Le Collège d’Alfred : Un autre cinq ans avec l’Université de Guelph

Par Pierre-Alain Blais


Le Collège d’Alfred restera finalement, pour au moins un autre terme de cinq ans, au sein du réseau des collèges agricoles de l’Université de Guelph. C’est ce qu’a révélé le directeur du Collège d’Alfred, M. Gilbert Héroux, lors de la présentation de son rapport à l’assemblée annuelle du Conseil communautaire du Collège, qui avait lieu le samedi 11 mai dernier. L’entente aurait été signée à la fin avril.

La part du budget d’opération que reçoit le Collège du ministère de l’Agriculture et de l’Alimentation de l’Ontario par l’entremise de l’Université de Guelph, qui s’établit à environ 2,1 millions de dollars par année, n’a toutefois pas été haussée, a expliqué le directeur Héroux.

La bonne nouvelle, cependant, c’est que ce fameux budget n’aurait pas non plus été amputé comme celui des autres collèges, quoique qu’Alfred doive encore défrayer seul ses propres dépenses d’entretien des bâtiments au contraire des autres collèges pour lesquels Ontario Realty Corp, le propriétaire des lieux, paye la note.

On a aussi appris que le Collège aurait accumulé un déficit budgétaire d’un peu plus de 145 000 $, dont une large part peut être attribuée à des coûts de chauffage démesurés (61 000 $ pour la seule année 2000-2001) pour maintenir au chaud les bâtiments vieillissant de l’institution qui jadis abritait une école de réforme. On a aussi pris en considération la subvention fédérale de 778 000 $ que le Collège a reçu de Patrimoine canadien dans le calcul du déficit des opérations.
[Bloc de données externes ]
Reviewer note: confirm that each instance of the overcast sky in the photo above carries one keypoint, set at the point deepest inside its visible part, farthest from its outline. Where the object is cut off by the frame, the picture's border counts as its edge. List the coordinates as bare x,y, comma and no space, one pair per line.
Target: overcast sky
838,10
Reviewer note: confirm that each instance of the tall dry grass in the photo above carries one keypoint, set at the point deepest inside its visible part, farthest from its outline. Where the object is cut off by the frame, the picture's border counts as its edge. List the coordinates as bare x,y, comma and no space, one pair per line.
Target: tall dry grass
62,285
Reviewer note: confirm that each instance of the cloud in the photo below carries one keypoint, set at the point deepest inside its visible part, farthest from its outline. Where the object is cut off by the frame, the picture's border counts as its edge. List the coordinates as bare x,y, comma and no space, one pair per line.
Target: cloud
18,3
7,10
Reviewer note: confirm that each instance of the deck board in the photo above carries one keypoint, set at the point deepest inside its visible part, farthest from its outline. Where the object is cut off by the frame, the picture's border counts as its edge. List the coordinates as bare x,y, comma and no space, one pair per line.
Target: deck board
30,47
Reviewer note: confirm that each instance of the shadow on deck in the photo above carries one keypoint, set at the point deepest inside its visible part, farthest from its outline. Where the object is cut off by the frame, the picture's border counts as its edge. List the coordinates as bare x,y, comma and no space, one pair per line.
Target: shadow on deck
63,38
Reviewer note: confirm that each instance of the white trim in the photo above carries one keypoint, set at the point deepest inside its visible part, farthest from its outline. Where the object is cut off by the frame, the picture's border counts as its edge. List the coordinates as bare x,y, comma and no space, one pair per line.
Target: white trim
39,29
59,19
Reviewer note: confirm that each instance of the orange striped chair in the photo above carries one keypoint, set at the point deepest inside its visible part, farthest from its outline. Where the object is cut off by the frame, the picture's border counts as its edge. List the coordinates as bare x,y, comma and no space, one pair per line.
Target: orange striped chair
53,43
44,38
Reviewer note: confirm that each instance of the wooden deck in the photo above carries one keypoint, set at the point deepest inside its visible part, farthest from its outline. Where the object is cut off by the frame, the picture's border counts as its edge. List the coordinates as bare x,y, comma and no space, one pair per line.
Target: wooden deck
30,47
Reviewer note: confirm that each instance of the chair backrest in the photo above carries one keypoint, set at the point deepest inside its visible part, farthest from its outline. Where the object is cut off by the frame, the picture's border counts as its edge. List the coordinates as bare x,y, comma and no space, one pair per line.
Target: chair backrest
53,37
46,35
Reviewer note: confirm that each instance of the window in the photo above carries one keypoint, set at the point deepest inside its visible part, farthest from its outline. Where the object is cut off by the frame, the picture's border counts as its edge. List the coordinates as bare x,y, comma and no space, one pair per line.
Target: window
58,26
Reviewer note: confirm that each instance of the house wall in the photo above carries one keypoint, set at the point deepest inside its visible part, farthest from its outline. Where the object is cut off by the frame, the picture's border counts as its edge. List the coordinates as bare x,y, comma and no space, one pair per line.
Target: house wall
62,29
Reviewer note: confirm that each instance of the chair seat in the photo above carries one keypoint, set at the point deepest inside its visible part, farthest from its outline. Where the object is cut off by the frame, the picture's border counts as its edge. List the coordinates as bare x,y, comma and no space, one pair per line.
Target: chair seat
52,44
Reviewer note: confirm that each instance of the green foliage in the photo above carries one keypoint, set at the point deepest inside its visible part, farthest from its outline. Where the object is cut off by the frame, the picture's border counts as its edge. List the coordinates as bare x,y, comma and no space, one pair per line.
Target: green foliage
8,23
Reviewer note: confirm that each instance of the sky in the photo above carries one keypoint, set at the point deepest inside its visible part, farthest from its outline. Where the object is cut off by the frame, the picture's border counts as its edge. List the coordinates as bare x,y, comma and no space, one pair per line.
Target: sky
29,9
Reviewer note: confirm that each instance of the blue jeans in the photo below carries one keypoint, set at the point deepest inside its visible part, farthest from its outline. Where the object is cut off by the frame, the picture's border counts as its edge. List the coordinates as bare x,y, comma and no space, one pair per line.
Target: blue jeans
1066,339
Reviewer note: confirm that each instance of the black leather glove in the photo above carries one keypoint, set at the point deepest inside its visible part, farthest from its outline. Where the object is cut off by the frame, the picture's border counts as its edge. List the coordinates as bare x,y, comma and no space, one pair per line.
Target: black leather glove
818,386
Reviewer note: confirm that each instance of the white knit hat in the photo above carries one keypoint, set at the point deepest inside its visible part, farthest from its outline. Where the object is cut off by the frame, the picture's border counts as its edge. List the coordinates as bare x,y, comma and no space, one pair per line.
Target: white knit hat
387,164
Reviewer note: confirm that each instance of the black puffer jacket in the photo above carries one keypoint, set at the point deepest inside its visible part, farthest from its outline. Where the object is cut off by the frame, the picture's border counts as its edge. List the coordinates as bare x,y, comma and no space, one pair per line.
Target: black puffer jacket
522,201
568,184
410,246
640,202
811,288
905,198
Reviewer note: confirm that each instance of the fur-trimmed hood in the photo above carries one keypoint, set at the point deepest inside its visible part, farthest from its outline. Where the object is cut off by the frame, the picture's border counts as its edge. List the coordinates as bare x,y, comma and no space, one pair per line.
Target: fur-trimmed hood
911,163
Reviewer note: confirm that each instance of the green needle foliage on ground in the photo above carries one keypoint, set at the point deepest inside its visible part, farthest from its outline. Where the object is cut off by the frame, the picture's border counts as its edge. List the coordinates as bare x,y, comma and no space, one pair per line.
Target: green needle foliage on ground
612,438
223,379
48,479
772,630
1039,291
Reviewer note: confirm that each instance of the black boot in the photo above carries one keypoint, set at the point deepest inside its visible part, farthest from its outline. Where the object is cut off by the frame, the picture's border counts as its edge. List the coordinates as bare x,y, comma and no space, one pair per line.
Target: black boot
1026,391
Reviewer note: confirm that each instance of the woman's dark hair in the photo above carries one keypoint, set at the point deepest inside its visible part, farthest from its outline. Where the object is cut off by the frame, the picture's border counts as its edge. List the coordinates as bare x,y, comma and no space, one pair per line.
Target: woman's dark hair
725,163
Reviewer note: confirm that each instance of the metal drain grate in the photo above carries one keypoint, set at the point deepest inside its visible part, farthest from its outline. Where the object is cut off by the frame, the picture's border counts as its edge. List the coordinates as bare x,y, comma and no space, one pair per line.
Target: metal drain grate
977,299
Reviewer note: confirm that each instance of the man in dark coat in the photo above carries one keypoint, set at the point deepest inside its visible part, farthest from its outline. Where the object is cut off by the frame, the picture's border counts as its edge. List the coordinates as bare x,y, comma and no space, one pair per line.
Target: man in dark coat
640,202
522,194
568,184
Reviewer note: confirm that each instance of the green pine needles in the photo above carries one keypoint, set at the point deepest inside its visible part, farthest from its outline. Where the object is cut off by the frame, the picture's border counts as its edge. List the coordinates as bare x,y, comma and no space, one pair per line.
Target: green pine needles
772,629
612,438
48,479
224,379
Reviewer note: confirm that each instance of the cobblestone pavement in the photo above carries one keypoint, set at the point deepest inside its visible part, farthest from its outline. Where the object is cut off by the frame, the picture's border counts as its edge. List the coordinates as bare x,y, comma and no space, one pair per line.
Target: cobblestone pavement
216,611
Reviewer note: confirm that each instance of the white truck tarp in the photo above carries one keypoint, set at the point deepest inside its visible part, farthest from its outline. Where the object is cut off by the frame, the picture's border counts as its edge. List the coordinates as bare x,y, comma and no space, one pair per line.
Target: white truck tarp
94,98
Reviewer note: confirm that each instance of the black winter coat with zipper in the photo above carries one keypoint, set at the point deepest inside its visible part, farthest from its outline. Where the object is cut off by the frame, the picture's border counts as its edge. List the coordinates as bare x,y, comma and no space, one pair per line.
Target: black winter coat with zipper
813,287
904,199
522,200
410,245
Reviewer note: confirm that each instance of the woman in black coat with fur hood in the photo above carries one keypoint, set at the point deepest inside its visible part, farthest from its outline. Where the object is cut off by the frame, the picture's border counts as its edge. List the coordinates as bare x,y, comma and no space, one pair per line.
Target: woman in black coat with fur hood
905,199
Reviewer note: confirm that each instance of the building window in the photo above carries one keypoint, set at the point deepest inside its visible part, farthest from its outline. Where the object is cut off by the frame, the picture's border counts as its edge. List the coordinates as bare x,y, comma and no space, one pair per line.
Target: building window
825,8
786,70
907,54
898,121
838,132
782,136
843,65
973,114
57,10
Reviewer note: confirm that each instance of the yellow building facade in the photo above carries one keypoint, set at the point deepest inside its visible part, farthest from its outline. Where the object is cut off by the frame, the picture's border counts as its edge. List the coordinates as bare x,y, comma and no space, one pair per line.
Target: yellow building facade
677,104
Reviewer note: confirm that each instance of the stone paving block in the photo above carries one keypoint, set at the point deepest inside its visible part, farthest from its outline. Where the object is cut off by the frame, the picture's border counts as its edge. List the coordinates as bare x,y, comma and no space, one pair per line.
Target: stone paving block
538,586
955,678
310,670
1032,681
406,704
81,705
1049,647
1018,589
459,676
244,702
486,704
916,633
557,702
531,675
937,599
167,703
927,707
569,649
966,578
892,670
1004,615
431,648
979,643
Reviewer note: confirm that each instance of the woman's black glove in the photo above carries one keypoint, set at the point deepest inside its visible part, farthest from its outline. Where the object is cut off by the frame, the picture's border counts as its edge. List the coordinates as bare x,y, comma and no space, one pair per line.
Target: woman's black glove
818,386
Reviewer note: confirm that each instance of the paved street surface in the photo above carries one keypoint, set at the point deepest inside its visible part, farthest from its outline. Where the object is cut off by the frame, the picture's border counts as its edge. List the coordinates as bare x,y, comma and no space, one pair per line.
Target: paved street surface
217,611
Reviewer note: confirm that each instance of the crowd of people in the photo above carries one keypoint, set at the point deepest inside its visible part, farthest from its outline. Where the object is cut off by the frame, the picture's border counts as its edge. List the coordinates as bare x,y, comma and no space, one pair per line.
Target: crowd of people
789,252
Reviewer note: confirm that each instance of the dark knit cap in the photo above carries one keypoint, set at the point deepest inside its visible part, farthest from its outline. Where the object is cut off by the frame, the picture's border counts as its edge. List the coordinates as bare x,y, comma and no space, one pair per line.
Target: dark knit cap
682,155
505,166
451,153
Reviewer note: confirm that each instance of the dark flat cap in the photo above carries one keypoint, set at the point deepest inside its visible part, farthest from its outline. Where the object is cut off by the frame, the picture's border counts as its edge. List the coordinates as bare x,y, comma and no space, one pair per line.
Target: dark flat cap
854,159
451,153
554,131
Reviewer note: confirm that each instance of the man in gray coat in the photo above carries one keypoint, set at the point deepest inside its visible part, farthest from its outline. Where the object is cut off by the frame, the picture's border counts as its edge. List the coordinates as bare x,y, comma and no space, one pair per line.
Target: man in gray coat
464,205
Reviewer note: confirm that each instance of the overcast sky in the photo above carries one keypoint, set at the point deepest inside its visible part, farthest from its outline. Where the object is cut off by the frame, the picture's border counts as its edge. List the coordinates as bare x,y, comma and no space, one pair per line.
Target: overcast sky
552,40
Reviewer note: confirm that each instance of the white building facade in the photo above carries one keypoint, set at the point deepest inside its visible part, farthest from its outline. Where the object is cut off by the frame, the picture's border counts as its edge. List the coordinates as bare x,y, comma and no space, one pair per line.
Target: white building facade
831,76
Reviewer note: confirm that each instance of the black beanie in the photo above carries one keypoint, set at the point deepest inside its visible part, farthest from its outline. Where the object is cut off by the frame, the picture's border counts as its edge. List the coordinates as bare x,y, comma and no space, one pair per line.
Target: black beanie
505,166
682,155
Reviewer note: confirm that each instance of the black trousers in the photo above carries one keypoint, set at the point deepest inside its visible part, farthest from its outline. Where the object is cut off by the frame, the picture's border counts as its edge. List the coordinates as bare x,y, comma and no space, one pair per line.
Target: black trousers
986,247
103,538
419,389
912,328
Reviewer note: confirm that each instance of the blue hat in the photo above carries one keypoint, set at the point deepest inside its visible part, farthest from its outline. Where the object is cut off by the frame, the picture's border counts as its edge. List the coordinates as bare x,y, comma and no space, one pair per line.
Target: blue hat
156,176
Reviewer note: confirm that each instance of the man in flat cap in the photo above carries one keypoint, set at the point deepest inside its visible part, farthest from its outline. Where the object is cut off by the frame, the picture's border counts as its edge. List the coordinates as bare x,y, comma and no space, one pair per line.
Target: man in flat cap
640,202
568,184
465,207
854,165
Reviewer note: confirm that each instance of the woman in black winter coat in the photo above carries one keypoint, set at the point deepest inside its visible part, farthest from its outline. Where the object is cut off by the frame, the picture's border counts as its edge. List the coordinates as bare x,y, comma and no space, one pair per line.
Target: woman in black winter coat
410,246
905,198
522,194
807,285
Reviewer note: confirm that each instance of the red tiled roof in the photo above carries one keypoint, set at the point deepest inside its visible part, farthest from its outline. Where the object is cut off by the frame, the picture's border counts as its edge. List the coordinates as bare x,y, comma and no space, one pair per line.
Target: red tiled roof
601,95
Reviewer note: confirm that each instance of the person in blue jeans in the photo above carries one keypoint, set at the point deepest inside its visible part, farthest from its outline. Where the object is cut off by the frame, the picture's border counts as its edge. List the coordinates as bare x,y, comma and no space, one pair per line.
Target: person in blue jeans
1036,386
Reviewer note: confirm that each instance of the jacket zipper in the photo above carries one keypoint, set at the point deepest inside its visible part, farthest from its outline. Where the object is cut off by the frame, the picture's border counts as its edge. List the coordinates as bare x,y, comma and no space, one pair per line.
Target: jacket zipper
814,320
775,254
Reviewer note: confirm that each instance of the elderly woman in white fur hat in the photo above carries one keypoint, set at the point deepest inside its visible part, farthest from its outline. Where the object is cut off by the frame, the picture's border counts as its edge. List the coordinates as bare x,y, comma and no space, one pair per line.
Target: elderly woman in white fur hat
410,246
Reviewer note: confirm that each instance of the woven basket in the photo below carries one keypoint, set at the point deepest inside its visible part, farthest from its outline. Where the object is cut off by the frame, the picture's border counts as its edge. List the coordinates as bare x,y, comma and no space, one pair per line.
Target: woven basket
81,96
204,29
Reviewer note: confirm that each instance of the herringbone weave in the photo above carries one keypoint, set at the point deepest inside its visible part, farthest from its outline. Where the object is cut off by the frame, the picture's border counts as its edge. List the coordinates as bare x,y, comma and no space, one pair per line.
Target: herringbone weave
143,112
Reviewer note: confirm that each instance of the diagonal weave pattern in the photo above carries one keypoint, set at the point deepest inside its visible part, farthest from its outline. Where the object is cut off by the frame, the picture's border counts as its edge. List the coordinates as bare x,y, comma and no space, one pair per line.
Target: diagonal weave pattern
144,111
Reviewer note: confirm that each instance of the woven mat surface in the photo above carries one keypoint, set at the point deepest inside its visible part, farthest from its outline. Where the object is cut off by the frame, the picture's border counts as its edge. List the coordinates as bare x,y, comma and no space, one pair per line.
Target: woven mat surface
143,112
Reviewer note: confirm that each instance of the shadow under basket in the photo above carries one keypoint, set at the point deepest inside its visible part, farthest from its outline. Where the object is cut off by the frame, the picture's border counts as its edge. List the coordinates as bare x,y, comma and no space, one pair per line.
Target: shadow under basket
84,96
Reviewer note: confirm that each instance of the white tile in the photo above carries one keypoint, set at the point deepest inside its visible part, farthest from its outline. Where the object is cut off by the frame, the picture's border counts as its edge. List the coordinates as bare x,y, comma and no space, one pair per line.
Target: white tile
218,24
D’autre part, il appert que Craig Pearson, le nouveau doyen du Ontario Agricultural College qui supervise les composantes du réseau de Guelph, aurait déjà apporté de sérieuses modifications aux programmes de formation qui seront donnés pour les prochains deux ans, essentiellement sur la base de leur capacité à recruter de la clientèle étudiante, et à recouvrer leurs coûts.

Ainsi, au Collège d’Alfred en septembre, on n’offrirait pas le cours de techniques de diététique, bien que les demandes d’inscription se chiffrent à huit. On ne donnerait pas non plus le diplôme en horticulture, pour la même raison de demande trop faible.

Par ailleurs, au Collège de Kemptville, ce serait le cours de techniques équines qui tomberait sous le couperet du doyen, si ses recommandations sont approuvées par le sénat de l’Université de Guelph.